For-itself - In-itself Distinction
ELI5
Imagine consciousness (the For-itself) as a hole — it is defined by what it is not and is always reaching toward something it can never fully become, whereas things in the world (the In-itself) just sit there, completely full and complete in themselves. Sartre's whole philosophy is built on the tension between these two ways of existing.
Definition
The For-itself / In-itself distinction is Sartre's foundational ontological binary in Being and Nothingness, designating two irreducibly different modes of being. The In-itself (en-soi) is the mode of being of things: dense, self-identical, fully positive, without interiority or relation to itself — it simply is what it is, absolutely coinciding with itself, incapable of change except from without. The For-itself (pour-soi) is the mode of being of consciousness: a pure nihilation of the In-itself, a "hole of being at the heart of Being," constitutively non-self-coincident, and structured by an internal negativity that Sartre calls nothingness. The For-itself is what it is not and is not what it is — it is always at a distance from itself, which is the ontological condition of freedom, intentionality, temporality, and desire.
The dynamic relationship between these two ontological regions is not merely oppositional but productive and unstable. Temporality is explained through the movement whereby the For-itself's present is "reapprehended" by the In-itself and converted into the past — a metamorphosis of mode of being. Quality is explained through the For-itself's negating relation to the In-itself, which alone makes the world's determinations appear. Possession and having are explained as an internal, ontological bond whose motor is the For-itself's constitutive insufficiency of being — its want-to-be. The ultimate paradox of the human condition, on Sartre's account, is that the For-itself perpetually projects itself toward a synthesis that would reunite both terms — the In-itself-For-itself (ens causa sui, or "God") — while that synthesis is structurally impossible, rendering "man a useless passion."
Place in the corpus
All four occurrences of this concept are drawn from the same source — jean-paul-sartre-hazel-barnes-being-and-nothingness-an-essay-on-phenomenological — and the distinction is not a peripheral device but the architectonic foundation of Sartre's entire phenomenological ontology. Each occurrence applies it to a different domain (temporality, quality, possession, existential psychoanalysis), showing the distinction's explanatory generativity across the full range of Sartre's problems.
In relation to the cross-referenced canonical concepts, the For-itself / In-itself distinction functions as a Sartrean precursor or analogical structure that the Lacanian corpus both draws on and systematically displaces. Lack in the Lacanian sense maps closely onto Sartre's "insufficiency of being in the For-itself" and its manque-à-être structure; indeed, Lacan's concept of want-to-be (manque-à-être) reads almost as a direct inheritance of the ontological gap Sartre identifies between the For-itself and the impossible In-itself-For-itself. Negation is the operative mechanism of the For-itself itself — the For-itself just is the nihilation of the In-itself, which anticipates Lacan's claim that the symbol "murders the thing" and that lack can only be introduced by a negating, symbolic operation.
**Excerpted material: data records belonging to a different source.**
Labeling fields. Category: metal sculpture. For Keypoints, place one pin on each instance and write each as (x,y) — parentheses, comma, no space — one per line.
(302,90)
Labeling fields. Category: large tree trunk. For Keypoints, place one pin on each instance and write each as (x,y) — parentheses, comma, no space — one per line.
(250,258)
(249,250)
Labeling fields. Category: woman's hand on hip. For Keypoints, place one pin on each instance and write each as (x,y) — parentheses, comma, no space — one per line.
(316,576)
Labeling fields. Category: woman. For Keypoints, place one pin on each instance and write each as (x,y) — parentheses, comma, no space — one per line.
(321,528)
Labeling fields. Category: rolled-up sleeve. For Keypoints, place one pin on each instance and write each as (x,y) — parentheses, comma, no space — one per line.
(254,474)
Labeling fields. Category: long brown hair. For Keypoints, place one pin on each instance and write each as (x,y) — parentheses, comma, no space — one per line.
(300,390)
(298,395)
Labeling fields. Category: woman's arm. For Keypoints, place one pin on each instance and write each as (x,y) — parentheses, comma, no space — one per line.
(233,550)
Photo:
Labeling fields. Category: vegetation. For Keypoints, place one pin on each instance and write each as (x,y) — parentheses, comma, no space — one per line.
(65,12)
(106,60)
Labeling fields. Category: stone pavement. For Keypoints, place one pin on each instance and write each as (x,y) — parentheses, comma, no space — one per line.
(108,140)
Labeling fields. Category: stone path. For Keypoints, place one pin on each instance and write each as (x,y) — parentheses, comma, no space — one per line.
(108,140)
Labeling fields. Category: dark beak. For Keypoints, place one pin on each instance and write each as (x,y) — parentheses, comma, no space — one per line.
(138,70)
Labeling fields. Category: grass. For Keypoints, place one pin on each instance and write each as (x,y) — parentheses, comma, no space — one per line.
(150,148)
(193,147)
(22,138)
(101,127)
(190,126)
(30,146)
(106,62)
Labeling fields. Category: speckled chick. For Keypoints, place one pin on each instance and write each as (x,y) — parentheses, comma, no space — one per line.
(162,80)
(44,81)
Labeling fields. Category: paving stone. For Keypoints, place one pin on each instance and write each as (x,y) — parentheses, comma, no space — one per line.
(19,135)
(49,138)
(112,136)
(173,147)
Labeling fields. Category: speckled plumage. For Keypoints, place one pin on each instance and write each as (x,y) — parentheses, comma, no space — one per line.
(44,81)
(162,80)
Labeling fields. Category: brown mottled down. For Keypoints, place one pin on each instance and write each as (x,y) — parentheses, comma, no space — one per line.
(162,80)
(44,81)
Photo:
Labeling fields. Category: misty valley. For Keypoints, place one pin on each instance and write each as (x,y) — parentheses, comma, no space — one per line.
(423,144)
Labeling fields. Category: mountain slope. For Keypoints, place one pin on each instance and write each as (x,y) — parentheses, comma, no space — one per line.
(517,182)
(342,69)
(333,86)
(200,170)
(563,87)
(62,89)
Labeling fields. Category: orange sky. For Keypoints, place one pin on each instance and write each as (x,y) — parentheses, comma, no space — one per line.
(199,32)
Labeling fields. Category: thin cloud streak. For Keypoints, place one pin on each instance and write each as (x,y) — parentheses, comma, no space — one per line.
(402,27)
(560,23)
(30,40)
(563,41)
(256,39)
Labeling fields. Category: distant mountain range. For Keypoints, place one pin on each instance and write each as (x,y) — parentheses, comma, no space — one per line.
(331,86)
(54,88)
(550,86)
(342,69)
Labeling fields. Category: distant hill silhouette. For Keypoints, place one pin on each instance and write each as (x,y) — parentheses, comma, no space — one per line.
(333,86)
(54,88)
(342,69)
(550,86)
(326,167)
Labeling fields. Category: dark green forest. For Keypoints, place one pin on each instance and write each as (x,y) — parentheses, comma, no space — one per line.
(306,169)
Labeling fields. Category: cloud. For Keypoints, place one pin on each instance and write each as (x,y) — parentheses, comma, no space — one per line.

Gap translates almost directly from the béance Sartre identifies as the For-itself's non-coincidence with itself — the structural opening that the Lacanian corpus later re-describes as the béance of the unconscious and the gap between signifiers. The cross-references to Consciousness, Phenomenology, Subject, Real, and Jouissance triangulate the tension between Sartrean and Lacanian frameworks: where Sartre grounds his entire system in transparent, free consciousness, Lacan insists on the decentering of consciousness by the signifier and the unconscious — a move that preserves the structural role of negativity and gap while evacuating the phenomenological privilege of the first-person subject.
Key formulations
Being and Nothingness: An Essay on Phenomenological Ontology (p.617)
The For-itself and the In-itself are reunited by a synthetic connection which is nothing other than the For-itself itself. The For-itself, in fact, is nothing but the pure nihilation of the In-itself.
The phrase "nothing but the pure nihilation of the In-itself" is theoretically loaded because it identifies the For-itself not as a substance that also negates, but as exhaustively constituted by negation — its very being is the act of nihilating the In-itself. The further claim that "the synthetic connection is nothing other than the For-itself itself" means the relation between the two ontological regions is not external but internal to consciousness, making the gap between them the very substance of subjective existence — a formulation that directly anticipates Lacanian lack and the constitutive gap of the subject.